Anyone who consumed NBA-centric content has noticed the proliferation of the phrase this season to explain offensive structures built around a singular star. In which Luka Doncic or James Harden is the mooring force providing heat and light to everyone else on the court. It is a nice artistic flourish and drives the point home in terms that can be universally understood.
And its use is only exploding in popularity as more and more people hear the term and co-opt it into their own scholarly work breaking down the game. Witness J.J. Redick, on this morning's Get Up, expertly use the illustration.
If only Copernicus were alive to see what he'd created. One has to think he'd enjoy his seamless crossover from astronomy to sports and pop culture.

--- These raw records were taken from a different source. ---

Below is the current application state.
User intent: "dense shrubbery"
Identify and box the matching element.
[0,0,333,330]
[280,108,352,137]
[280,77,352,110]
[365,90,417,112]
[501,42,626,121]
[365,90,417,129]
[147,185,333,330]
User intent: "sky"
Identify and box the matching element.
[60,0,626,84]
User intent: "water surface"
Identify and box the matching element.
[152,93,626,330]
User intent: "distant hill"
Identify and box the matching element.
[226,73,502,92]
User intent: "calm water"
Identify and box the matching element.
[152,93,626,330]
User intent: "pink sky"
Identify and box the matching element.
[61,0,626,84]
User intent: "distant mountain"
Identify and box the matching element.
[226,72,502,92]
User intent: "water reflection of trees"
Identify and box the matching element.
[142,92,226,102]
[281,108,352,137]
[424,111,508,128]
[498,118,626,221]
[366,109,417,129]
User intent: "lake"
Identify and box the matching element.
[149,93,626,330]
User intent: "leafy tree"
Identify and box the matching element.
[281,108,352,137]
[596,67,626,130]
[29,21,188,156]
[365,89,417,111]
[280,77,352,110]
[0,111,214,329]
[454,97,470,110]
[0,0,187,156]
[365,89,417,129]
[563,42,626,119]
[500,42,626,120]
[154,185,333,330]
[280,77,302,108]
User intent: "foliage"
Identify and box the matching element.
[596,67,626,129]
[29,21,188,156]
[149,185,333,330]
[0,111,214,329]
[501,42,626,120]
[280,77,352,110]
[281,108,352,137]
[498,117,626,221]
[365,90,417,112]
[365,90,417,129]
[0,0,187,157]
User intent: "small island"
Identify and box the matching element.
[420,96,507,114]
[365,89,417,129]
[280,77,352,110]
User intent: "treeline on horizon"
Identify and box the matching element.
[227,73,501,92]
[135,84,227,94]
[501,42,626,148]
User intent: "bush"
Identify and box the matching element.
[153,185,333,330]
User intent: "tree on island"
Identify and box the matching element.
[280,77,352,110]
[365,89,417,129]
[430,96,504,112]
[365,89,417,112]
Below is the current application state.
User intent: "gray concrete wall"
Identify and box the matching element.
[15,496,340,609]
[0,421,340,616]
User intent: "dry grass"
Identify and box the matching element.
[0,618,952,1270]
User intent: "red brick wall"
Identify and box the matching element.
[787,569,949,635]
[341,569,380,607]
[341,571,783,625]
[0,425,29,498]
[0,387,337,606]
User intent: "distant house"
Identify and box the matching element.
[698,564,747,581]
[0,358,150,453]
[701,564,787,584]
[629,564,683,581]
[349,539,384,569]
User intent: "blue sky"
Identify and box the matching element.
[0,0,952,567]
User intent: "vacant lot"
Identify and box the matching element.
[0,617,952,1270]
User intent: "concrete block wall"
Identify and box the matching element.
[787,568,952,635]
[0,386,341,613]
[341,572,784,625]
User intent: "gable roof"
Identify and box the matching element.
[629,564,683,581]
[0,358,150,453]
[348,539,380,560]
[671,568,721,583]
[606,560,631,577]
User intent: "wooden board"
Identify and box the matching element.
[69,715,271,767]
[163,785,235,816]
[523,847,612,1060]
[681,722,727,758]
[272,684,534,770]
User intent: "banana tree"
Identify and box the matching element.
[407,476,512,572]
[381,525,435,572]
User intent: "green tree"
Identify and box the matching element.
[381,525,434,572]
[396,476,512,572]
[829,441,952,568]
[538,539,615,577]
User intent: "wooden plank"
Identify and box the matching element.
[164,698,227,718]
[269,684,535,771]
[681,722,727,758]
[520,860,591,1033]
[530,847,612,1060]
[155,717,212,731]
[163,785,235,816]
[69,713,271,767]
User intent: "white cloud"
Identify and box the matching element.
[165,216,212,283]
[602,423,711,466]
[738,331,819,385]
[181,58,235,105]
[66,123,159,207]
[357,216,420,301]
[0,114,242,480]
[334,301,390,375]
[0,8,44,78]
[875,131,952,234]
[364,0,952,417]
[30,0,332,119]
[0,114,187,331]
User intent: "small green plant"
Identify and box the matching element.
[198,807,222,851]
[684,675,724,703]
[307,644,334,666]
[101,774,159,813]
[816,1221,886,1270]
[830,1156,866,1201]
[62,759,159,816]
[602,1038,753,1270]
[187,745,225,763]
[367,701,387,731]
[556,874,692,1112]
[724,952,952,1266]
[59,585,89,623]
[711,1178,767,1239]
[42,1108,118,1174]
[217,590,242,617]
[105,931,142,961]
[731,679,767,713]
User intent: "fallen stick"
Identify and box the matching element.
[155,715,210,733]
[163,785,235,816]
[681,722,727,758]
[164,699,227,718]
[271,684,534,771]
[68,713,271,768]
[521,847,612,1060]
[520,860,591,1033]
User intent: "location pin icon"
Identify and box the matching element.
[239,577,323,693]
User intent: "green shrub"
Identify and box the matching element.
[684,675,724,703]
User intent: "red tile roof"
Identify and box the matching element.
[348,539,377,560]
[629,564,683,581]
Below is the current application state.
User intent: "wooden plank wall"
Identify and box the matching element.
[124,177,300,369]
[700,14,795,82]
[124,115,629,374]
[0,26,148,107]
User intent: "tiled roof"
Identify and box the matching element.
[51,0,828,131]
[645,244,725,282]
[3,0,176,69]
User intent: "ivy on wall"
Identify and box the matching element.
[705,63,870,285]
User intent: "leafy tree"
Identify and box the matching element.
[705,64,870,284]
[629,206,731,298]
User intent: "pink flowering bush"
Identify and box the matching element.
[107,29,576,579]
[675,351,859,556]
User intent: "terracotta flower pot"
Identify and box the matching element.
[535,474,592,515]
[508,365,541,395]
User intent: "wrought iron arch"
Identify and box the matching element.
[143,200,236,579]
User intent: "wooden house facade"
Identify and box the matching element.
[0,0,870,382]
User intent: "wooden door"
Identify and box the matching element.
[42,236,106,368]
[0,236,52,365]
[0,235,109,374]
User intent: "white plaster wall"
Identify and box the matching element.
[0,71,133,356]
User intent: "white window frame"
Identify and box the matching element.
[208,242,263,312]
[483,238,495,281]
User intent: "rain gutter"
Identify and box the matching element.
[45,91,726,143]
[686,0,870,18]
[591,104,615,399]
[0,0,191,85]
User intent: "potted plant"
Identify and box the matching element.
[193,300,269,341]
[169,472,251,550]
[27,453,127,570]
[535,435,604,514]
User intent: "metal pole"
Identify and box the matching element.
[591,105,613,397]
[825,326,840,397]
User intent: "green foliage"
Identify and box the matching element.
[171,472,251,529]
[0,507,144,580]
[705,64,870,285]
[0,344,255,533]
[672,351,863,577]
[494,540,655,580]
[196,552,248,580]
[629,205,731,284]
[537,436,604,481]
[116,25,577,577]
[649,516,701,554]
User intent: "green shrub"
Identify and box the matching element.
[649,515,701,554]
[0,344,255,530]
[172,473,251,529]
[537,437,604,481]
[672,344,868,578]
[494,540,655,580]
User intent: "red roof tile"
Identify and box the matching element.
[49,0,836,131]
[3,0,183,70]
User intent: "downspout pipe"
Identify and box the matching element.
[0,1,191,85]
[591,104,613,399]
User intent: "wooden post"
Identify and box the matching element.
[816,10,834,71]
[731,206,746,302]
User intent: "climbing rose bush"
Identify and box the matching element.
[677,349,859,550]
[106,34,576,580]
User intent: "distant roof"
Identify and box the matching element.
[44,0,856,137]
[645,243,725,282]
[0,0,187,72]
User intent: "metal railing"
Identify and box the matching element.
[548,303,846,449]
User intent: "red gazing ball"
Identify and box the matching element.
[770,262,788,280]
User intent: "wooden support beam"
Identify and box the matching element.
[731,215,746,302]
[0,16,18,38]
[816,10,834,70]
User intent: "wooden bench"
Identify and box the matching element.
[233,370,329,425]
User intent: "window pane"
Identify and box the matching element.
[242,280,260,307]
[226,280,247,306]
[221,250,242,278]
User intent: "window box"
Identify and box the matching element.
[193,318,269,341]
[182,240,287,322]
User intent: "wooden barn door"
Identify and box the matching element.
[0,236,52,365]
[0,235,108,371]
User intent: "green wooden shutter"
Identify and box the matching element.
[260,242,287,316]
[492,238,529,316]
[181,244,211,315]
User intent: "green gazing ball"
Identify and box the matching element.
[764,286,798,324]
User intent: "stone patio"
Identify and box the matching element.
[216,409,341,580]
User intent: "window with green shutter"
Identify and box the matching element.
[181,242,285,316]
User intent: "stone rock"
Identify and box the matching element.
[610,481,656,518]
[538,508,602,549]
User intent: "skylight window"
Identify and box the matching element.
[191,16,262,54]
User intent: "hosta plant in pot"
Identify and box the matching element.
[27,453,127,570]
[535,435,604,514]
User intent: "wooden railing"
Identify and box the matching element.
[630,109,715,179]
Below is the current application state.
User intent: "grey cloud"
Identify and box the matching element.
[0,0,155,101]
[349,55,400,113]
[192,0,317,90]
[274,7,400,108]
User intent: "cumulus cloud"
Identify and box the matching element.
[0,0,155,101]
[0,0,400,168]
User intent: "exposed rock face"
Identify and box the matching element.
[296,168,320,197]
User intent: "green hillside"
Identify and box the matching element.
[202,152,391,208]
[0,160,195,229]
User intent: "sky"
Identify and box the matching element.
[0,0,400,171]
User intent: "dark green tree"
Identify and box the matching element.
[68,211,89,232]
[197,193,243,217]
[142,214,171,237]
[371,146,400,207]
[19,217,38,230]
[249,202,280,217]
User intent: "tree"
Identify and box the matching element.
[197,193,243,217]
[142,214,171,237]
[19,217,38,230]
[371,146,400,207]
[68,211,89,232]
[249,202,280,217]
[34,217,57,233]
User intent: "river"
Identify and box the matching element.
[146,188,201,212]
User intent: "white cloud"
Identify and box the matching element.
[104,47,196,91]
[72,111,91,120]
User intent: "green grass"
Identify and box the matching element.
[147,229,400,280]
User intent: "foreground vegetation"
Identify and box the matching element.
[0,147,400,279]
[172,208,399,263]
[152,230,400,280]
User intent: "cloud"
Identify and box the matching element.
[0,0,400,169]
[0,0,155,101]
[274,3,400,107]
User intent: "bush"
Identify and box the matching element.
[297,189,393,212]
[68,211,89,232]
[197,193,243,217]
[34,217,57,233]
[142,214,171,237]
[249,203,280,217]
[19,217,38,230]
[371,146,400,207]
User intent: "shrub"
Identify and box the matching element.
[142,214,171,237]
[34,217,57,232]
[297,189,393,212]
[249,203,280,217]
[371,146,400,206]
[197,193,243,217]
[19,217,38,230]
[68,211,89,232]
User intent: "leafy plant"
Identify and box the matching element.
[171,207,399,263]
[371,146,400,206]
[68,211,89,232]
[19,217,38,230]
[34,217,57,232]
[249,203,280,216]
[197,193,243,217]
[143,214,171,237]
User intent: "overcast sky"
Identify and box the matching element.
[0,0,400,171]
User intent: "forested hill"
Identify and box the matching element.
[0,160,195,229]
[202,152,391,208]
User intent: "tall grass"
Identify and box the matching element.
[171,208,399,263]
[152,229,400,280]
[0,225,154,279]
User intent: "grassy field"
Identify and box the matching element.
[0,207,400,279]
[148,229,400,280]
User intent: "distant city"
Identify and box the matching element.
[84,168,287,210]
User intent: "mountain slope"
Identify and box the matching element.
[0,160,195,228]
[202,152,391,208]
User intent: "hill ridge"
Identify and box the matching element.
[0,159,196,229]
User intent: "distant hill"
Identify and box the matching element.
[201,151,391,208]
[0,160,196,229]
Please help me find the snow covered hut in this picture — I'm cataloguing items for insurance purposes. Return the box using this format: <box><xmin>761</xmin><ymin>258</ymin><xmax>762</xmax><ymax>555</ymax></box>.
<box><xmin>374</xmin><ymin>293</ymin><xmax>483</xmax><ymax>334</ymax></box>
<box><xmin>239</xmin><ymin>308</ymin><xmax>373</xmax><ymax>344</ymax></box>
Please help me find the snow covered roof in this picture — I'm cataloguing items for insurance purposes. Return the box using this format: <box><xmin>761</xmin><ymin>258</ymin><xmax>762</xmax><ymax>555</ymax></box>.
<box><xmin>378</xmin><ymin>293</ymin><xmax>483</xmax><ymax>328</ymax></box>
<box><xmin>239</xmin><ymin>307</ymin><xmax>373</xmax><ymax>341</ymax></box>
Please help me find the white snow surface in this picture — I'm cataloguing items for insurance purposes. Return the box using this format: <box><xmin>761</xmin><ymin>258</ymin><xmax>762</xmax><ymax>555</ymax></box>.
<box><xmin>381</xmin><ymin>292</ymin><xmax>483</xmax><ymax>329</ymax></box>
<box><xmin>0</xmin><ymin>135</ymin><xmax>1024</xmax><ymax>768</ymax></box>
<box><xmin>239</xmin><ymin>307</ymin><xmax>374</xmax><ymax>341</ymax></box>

Very few people have been able to pull that off. Though Blaise Pascal came close when Phil Jackson's teams were winning title after title with the Triangle offense.
Look at this guy and tell me he wouldn't have loved ball. You can't. If he were alive today he'd be listening to basketball podcast after basketball podcast while riding the L train in from Brooklyn.
Heliocentric is having a moment nearly five centuries in the making.